If his seven scoreless innings against Cleveland in his previous start gave the Cubs reason to believe they had time to wait and work the trade market over the next few weeks, his departure Monday – regardless of the prognosis – was a reminder of how fragile pitching depth is for any team trying to compete.

And for a team that entered the week in wild-card playoff position?

“We’re not hiding the ball,” Epstein said. “That’s the one area right now where we kind of have a short stack, and if there are ways to address it before it becomes a real problem we’d like to do that.”

Time’s up.

If Wada is forced to the DL, Wood is the obvious choice to return to the rotation, especially after stretching to 54 pitches in 3 1/3 scoreless innings in emergency relief Monday.

Either way, the Cubs will need to step up efforts that already have been aggressive on the starting pitching front.

One major league source said a few days ago the Cubs have talked to “literally every team” that is a potential match and a possible deadline seller, including the Mets and Angels.

The Cubs aren’t willing to part with their highest-regarded prospects such as Kyle Schwarber or Addison Russell, but Javy Baez’s broken finger two weeks ago scuttled at least one possible trade, sources said.

The Cubs’ ideal acquisition, said the first source, would be a young established starter with at least two or three years of club control left.

Whether the Cubs would be willing to revisit the Phillies and veteran ace Cole Hamels – who’s under contract for another guaranteed three years after this one, at $23.5 million each – could depend more on financial resources than desire or willingness to trade prospects.

Epstein was vague when asked about his flexibility for taking on salary.

“Every situation’s unique,” he said. “I think like most teams we have some financial flexibility and not unlimited financial flexibility.”

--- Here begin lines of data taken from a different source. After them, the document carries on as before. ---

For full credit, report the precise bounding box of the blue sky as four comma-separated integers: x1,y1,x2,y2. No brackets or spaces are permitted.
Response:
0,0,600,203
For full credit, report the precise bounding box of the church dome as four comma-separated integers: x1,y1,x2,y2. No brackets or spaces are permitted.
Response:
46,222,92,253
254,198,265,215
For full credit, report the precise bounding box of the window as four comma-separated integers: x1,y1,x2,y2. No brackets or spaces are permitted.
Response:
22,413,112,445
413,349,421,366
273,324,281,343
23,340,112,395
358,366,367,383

He did say what ownership already had suggested before the season began regarding new stadium-related revenues and more than $150 million raised through recent minority-ownership investments:

“I don’t think that’s related. I think that went to the [stadium] project,” Epstein said. “There’s a budget at the start of the year, anticipating some of the new revenue streams, new revenues and expenses as well. So it would only things that weren’t forecast in the budget that would be either new liabilities or new windfalls.”

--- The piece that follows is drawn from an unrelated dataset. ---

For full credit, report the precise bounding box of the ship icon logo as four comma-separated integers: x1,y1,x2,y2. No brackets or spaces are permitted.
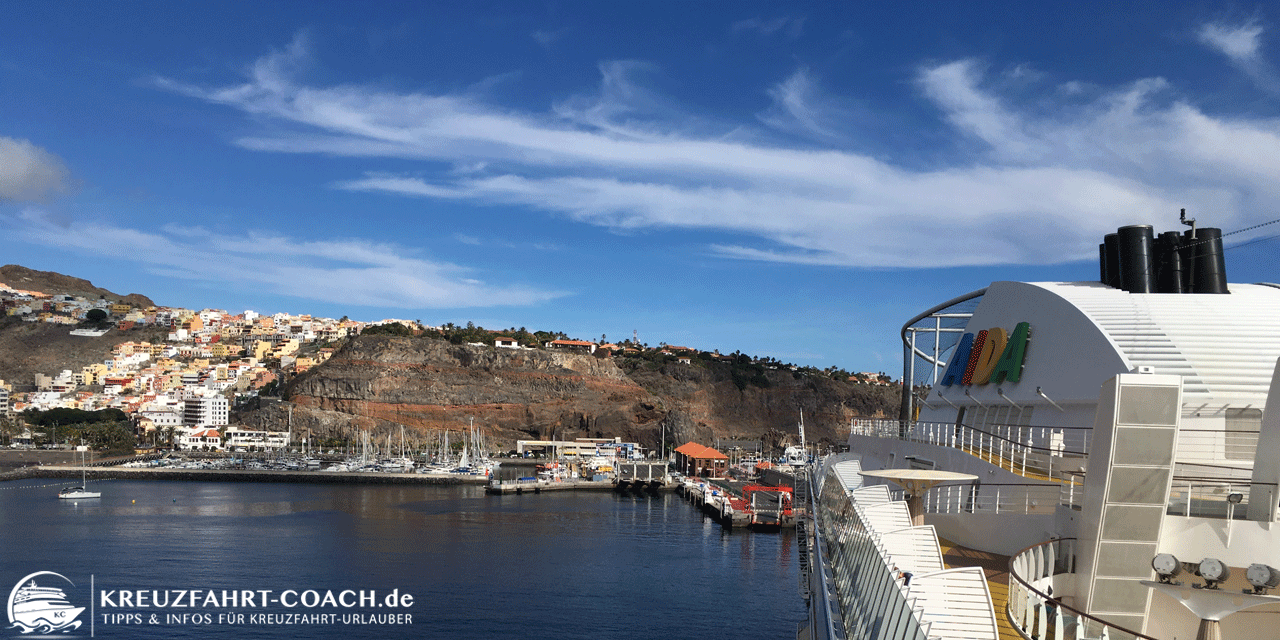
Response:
8,571,84,635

Neither of which appears to exist at this point. If anything, anticipated revenues took a hit with construction delays that pushed the opening of the left- and center-field bleachers to May 11 and the right-field bleachers to June 11.

Team sources said before the season began that this year’s payroll budget remained essentially flat from 2014 to 2015 (roughly $100 million), with the extra needed for the front end of Jon Lester’s big free agent contract created by savings from last year’s budget.

Epstein sounds willing to think outside the box – even within the National League Central. Division rivals Cincinnati and Milwaukee both have starting pitching that could be available in trades, however uncommon such deals are between teams in the same division.

“We’re always open to it,” he said. “We traded Sean Marshall in the division [to Cincinnati for Wood]. It wouldn’t stop us. And there’s some GM’s with big sets in the division, so I don’t think it would stop them, either.”

Bottom line: Epstein is going to need all the minutes he can get on that calling plan.